Can only go up to fs/6, though, because signed a can only go to Q31 1.0, not 2.0.
Found in http://citeseerx.ist.psu.edu/viewdoc/summary?doi=10.1.1.84.1650 but didn't work until I combined with http://www.musicdsp.org/showArchiveComment.php?ArchiveID=10
This is even faster, but distorted at low levels: https://gist.github.com/endolith/14bbb3217f9f58248722
Crude timing results (Should have measured with many instances in parallel instead):
- Muted: 0.57%
- arm_sin_q31: 5.77%
- AudioSynthWaveformSine: 1.85%
- Resonant sine: 1.67%
- Resonant with SMMLAR: 1.63%
- Resonant with SMMLAR/SMMLSR: 1.58% (this)
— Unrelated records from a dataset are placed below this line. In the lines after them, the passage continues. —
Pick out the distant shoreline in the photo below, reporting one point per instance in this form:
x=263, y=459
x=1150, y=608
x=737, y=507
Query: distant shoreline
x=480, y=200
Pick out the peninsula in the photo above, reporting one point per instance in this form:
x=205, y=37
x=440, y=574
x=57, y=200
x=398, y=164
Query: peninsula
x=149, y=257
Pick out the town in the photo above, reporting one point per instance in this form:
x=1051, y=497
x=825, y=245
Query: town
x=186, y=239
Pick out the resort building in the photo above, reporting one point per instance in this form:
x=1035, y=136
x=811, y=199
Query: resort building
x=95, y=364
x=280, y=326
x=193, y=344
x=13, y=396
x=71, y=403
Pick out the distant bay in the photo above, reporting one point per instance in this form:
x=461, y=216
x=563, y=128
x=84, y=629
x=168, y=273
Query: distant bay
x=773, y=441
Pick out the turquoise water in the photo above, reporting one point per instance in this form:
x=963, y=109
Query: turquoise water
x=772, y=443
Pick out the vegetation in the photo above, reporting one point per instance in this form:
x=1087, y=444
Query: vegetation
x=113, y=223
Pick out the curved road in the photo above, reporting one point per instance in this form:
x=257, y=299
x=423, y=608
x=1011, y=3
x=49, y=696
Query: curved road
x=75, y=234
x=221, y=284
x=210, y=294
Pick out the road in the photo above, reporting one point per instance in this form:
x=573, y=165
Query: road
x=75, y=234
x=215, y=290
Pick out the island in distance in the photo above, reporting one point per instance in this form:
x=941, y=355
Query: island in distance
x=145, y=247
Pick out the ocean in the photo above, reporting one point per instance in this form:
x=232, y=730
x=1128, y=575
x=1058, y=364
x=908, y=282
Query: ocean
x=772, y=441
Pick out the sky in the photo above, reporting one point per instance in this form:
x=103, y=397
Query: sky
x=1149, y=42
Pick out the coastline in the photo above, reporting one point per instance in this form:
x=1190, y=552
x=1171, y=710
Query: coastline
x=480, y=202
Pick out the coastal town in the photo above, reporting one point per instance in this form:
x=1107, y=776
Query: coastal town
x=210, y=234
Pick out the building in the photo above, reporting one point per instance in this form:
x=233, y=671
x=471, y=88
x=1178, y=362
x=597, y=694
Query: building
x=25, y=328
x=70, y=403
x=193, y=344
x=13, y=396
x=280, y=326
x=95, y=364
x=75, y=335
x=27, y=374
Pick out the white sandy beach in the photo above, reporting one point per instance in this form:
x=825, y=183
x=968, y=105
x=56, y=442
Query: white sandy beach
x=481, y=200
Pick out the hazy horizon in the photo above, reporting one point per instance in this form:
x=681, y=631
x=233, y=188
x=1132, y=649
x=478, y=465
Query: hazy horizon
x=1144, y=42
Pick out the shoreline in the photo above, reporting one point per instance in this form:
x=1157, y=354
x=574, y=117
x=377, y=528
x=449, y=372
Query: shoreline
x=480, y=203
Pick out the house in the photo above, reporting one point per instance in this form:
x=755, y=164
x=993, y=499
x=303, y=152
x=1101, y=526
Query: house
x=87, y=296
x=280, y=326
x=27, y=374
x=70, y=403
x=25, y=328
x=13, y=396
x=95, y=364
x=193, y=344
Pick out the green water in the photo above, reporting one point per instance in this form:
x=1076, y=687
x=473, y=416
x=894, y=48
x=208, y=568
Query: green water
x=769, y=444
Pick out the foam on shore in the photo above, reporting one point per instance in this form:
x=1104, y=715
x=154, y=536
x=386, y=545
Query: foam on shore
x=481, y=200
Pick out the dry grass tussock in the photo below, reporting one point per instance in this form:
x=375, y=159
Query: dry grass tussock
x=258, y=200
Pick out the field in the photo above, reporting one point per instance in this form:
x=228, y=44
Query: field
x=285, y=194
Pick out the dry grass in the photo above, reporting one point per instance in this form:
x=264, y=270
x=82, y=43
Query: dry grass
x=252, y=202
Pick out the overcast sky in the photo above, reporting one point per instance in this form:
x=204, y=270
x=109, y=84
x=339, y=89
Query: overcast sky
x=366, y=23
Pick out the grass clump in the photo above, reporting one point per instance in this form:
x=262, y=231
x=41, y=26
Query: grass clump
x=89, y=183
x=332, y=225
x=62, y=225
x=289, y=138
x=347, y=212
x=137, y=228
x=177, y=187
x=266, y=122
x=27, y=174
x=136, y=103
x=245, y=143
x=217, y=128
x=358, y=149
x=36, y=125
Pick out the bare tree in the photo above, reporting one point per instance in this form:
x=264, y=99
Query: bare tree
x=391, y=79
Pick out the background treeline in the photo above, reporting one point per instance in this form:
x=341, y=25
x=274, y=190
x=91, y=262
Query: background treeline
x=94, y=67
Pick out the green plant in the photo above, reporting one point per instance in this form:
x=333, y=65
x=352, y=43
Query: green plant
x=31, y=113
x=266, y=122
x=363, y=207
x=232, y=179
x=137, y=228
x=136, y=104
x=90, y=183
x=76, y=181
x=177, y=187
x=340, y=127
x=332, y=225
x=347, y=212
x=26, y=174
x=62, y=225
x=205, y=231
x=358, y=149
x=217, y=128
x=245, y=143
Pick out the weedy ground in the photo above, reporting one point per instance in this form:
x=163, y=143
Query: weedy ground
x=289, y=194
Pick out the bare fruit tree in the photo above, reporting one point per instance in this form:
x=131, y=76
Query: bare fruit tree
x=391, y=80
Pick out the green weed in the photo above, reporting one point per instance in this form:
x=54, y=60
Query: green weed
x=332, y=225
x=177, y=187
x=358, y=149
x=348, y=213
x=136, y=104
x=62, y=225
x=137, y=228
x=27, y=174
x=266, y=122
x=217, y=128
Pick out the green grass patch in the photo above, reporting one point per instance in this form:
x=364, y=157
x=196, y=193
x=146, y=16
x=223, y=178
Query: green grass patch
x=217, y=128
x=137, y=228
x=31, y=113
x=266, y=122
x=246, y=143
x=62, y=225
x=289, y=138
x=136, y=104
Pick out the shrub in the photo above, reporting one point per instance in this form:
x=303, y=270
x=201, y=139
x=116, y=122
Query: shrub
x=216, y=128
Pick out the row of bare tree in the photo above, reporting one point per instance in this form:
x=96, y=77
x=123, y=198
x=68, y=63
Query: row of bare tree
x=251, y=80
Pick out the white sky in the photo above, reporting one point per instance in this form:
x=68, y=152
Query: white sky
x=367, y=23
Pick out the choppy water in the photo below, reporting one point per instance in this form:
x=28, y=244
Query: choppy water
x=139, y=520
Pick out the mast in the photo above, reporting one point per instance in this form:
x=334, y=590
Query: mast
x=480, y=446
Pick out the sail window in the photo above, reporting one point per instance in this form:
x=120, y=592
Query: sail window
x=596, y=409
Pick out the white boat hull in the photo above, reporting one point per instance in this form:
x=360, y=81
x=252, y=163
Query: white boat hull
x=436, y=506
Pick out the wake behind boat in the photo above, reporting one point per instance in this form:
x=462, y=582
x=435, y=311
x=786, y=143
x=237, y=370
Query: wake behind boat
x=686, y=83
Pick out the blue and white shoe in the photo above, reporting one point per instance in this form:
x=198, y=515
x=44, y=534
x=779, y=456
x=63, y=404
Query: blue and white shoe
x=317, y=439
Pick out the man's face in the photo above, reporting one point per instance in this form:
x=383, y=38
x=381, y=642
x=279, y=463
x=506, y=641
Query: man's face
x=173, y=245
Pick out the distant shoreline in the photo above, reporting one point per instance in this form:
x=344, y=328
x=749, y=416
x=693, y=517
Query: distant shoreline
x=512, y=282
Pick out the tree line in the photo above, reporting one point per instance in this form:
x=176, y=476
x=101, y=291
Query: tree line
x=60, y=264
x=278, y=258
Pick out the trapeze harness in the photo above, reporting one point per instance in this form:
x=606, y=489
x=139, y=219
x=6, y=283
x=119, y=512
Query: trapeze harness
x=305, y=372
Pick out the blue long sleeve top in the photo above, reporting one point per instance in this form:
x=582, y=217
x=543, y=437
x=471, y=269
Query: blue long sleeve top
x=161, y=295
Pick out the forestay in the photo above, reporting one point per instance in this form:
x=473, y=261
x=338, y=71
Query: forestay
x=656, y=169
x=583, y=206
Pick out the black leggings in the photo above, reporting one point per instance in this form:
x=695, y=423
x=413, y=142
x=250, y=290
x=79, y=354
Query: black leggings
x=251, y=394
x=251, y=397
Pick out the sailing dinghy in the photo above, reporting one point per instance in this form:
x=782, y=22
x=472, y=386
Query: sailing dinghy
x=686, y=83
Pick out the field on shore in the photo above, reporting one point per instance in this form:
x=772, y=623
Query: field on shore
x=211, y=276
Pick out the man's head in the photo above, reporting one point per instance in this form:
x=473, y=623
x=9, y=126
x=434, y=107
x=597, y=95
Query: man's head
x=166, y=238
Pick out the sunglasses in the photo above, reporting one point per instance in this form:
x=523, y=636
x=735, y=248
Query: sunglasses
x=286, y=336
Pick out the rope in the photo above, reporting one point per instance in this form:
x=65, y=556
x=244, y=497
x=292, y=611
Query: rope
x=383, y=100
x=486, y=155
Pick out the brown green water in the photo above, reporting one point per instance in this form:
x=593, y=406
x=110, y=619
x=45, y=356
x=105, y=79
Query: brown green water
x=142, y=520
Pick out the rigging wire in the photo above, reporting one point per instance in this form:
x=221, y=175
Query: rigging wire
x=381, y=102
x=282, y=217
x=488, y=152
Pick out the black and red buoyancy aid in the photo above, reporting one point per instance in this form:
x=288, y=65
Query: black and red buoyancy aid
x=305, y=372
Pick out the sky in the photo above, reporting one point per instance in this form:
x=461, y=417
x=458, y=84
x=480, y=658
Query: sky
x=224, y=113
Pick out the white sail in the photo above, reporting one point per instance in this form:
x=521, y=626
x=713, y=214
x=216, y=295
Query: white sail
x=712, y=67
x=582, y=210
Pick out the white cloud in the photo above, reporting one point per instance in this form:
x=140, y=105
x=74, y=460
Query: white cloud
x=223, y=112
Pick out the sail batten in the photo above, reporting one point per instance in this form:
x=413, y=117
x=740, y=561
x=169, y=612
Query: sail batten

- Resonant with SMMLAR/SMMLSR and
__attribute__((optimize("unroll-loops")))
: 1.53% - Resonant with SMMLAR/SMMLSR manually unrolled 8x: 1.41% (this)
Then compared compilers and magnitude-scaled version:
- Resonant SMMLSR 3 mult in Arduino 26,836 bytes: 1.58% (this)
- Resonant 2 mult in Arduino 28,340 bytes: 1.4%
- Resonant SMMLSR 3 mult in UECIDE 21,924 bytes: 1.37%
- Resonant 2 mult in UECIDE 23,432 bytes: 1.24%
- Resonant 2 mult in UECIDE but unrolled 8x: 23,504 bytes, 0.94%
- Quadratic sine first attempt: 1.98%
So best case is (1.85-0.57)/(0.94-0.57) = 2 to 3.4x improvement over linear-interpolated LUT? But doesn't have same frequency range.